Does anything deactivate ep->ws now?

> @@ -1459,7 +1394,7 @@ static int ep_send_events_proc(struct eventpoll *ep, struct list_head *head,
>                  *
>                  * This could be rearranged to delay the deactivation of epi->ws
>                  * instead, but then epi->ws would temporarily be out of sync
> -                * with ep_is_linked().
> +                * with epi->state.
>                  */
>                 ws = ep_wakeup_source(epi);
>                 if (ws) {
> @@ -1468,25 +1403,29 @@ static int ep_send_events_proc(struct eventpoll *ep, struct list_head *head,
>                         __pm_relax(ws);
>                 }
>
> -               list_del_init(&epi->rdllink);
> -
>                 revents = ep_item_poll(epi, &pt);
>
>                 /*
>                  * If the event mask intersect the caller-requested one,
> -                * deliver the event to userspace. Again, ep_scan_ready_list()
> +                * deliver the event to userspace.
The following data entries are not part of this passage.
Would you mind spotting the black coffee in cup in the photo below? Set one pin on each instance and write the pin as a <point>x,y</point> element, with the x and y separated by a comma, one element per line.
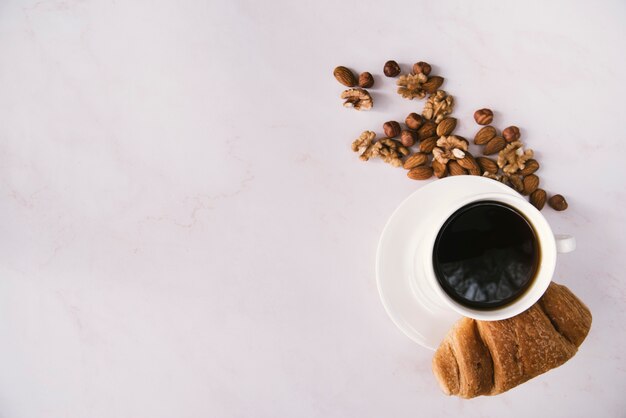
<point>486,255</point>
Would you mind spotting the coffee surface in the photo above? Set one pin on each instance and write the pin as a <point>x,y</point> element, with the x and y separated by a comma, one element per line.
<point>486,255</point>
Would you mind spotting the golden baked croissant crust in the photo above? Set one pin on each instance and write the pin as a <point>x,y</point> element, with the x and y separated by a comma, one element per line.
<point>490,357</point>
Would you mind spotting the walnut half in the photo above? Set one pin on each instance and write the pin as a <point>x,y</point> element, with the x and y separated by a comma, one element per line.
<point>359,99</point>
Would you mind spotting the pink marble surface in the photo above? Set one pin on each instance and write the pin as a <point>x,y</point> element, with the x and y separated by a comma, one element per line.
<point>185,232</point>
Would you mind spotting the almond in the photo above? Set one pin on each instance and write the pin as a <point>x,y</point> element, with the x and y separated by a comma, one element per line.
<point>531,183</point>
<point>485,135</point>
<point>432,84</point>
<point>345,76</point>
<point>557,202</point>
<point>422,172</point>
<point>455,169</point>
<point>469,163</point>
<point>483,116</point>
<point>419,158</point>
<point>517,183</point>
<point>487,164</point>
<point>538,198</point>
<point>446,127</point>
<point>530,167</point>
<point>441,170</point>
<point>494,146</point>
<point>427,130</point>
<point>427,145</point>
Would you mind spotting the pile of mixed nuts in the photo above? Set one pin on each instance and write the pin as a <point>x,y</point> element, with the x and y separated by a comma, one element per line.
<point>427,145</point>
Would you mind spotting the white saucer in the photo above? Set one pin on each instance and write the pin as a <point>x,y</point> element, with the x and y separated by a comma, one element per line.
<point>396,273</point>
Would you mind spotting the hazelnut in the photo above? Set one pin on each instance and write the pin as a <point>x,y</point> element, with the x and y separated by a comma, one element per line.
<point>366,80</point>
<point>483,116</point>
<point>408,138</point>
<point>392,129</point>
<point>422,67</point>
<point>511,134</point>
<point>414,121</point>
<point>391,68</point>
<point>557,202</point>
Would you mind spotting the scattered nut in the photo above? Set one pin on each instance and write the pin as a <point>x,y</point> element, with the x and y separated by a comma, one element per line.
<point>422,172</point>
<point>494,146</point>
<point>357,98</point>
<point>438,106</point>
<point>446,126</point>
<point>363,143</point>
<point>530,167</point>
<point>483,116</point>
<point>392,128</point>
<point>432,84</point>
<point>408,138</point>
<point>531,183</point>
<point>391,151</point>
<point>366,80</point>
<point>514,167</point>
<point>411,86</point>
<point>421,68</point>
<point>449,148</point>
<point>511,134</point>
<point>469,163</point>
<point>455,169</point>
<point>557,202</point>
<point>440,170</point>
<point>417,159</point>
<point>516,182</point>
<point>513,157</point>
<point>485,135</point>
<point>538,198</point>
<point>427,130</point>
<point>414,121</point>
<point>428,145</point>
<point>487,165</point>
<point>391,69</point>
<point>344,76</point>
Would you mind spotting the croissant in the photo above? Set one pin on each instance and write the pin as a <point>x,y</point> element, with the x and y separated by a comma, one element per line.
<point>490,357</point>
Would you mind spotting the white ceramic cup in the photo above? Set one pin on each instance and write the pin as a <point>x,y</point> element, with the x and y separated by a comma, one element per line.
<point>549,245</point>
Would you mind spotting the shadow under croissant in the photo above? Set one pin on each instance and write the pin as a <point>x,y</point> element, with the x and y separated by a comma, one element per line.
<point>490,357</point>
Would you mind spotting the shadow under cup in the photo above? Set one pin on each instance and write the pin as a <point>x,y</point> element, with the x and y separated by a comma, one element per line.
<point>486,255</point>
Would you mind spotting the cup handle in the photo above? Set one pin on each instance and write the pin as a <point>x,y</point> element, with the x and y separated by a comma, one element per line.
<point>565,243</point>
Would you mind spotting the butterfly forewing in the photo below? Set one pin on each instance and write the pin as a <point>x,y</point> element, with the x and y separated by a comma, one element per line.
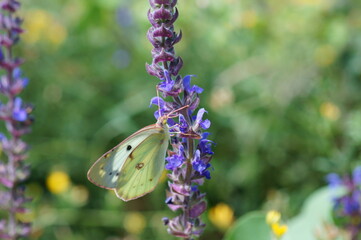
<point>143,167</point>
<point>107,169</point>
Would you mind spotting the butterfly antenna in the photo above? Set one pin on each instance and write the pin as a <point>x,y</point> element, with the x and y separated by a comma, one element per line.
<point>156,88</point>
<point>177,110</point>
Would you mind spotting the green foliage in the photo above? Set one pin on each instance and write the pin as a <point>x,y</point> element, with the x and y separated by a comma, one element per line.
<point>249,227</point>
<point>313,217</point>
<point>282,87</point>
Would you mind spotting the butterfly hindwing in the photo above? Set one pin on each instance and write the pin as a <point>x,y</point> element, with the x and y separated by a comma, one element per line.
<point>107,169</point>
<point>143,167</point>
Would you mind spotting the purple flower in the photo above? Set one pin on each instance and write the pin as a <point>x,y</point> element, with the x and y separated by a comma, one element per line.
<point>357,175</point>
<point>334,180</point>
<point>175,160</point>
<point>347,207</point>
<point>167,84</point>
<point>19,113</point>
<point>17,120</point>
<point>183,125</point>
<point>186,171</point>
<point>188,87</point>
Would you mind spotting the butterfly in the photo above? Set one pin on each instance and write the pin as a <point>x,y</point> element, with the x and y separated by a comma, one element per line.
<point>133,167</point>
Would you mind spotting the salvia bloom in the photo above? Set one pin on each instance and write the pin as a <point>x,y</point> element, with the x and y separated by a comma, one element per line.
<point>16,115</point>
<point>189,160</point>
<point>347,207</point>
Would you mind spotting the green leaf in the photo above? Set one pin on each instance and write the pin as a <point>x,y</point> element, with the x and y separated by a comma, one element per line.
<point>249,227</point>
<point>316,212</point>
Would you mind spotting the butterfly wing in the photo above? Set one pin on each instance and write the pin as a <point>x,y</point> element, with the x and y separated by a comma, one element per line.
<point>143,167</point>
<point>106,170</point>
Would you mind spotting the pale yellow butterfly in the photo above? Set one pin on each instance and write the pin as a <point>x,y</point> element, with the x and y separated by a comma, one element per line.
<point>133,167</point>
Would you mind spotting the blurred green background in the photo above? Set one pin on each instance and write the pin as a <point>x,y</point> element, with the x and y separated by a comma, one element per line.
<point>282,84</point>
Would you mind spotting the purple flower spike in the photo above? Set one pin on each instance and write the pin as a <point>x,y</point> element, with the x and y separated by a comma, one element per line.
<point>190,158</point>
<point>347,207</point>
<point>19,113</point>
<point>16,115</point>
<point>188,87</point>
<point>357,175</point>
<point>334,180</point>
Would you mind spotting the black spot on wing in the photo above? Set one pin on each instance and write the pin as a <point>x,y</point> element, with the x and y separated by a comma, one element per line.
<point>139,166</point>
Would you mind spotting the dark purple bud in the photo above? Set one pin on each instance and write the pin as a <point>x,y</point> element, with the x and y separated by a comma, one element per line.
<point>19,113</point>
<point>174,18</point>
<point>6,182</point>
<point>188,87</point>
<point>154,70</point>
<point>180,189</point>
<point>163,56</point>
<point>165,220</point>
<point>154,41</point>
<point>162,14</point>
<point>10,5</point>
<point>333,180</point>
<point>175,66</point>
<point>165,2</point>
<point>151,19</point>
<point>162,31</point>
<point>174,2</point>
<point>197,209</point>
<point>1,55</point>
<point>177,38</point>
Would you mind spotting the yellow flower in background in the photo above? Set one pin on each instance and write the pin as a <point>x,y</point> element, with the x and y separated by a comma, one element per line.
<point>42,26</point>
<point>273,217</point>
<point>278,229</point>
<point>221,216</point>
<point>58,182</point>
<point>134,222</point>
<point>249,19</point>
<point>329,111</point>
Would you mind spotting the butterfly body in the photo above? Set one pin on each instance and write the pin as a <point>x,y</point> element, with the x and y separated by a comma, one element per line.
<point>133,167</point>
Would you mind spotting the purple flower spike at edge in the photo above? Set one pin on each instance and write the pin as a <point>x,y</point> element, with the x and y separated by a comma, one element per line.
<point>189,160</point>
<point>17,117</point>
<point>347,207</point>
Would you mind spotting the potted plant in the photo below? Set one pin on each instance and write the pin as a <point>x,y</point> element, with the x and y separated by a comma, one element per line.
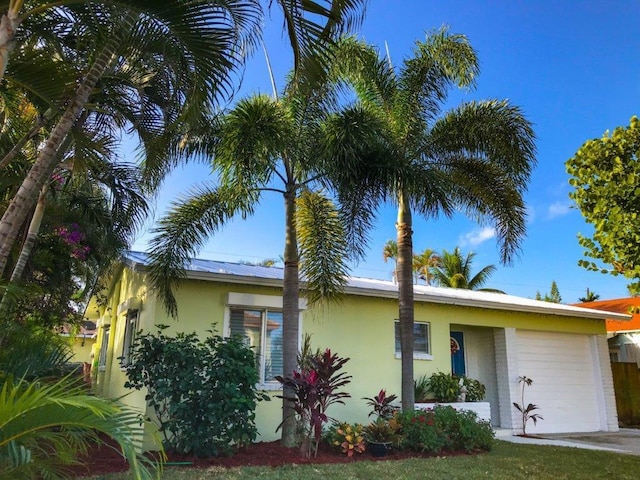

Again, ep_poll()
>                  * is holding "mtx", so no operations coming from userspace
>                  * can change the item.
>                  */
>                 if (revents) {
>                         if (__put_user(revents, &uevent->events) ||
>                             __put_user(epi->event.data, &uevent->data)) {
> -                               list_add(&epi->rdllink, head);
> +                               wfcq_enqueue(&ep->txlhead, &ep->txltail,
> +                                                       &epi->rdllink);
>                                 ep_pm_stay_awake(epi);
> -                               return eventcnt ? eventcnt : -EFAULT;
> +                               if (!eventcnt)
> +                                       eventcnt = -EFAULT;
> +                               break;
>                         }
> -                       eventcnt++;
> +
>                         uevent++;
> +                       if (++eventcnt == maxevents)
> +                               n = NULL; /* stop iteration */
> +
>                         if (epi->event.events & EPOLLONESHOT)
>                                 epi->event.events &= EP_PRIVATE_BITS;
>                         else if (!(epi->event.events & EPOLLET)) {
> @@ -1495,32 +1434,25 @@ static int ep_send_events_proc(struct eventpoll *ep, struct list_head *head,
>                                  * Trigger mode, we need to insert back inside
>                                  * the ready list, so that the next call to
>                                  * epoll_wait() will check again the events
> -                                * availability. At this point, no one can insert
> -                                * into ep->rdllist besides us. The epoll_ctl()
> -                                * callers are locked out by
> -                                * ep_scan_ready_list() holding "mtx" and the
> -                                * poll callback will queue them in ep->ovflist.
> +                                * availability.
>                                  */
> -                               list_add_tail(&epi->rdllink, &ep->rdllist);
> +                               wfcq_enqueue(&ep->rdlhead, &ep->rdltail,
> +                                                       &epi->rdllink);
>                                 ep_pm_stay_awake(epi);
> +                               continue;
>                         }
>                 }
> +
> +               /*
> +                * reset item state for EPOLLONESHOT and EPOLLET
> +                * no barrier here, rely on ep->mtx release for write barrier
> +                */

What happens if ep_poll_callback runs before you set epi->state below?
It used to queue on ep->ovflist and call __pm_stay_awake on ep->ws,
but now it does not appear to do anything.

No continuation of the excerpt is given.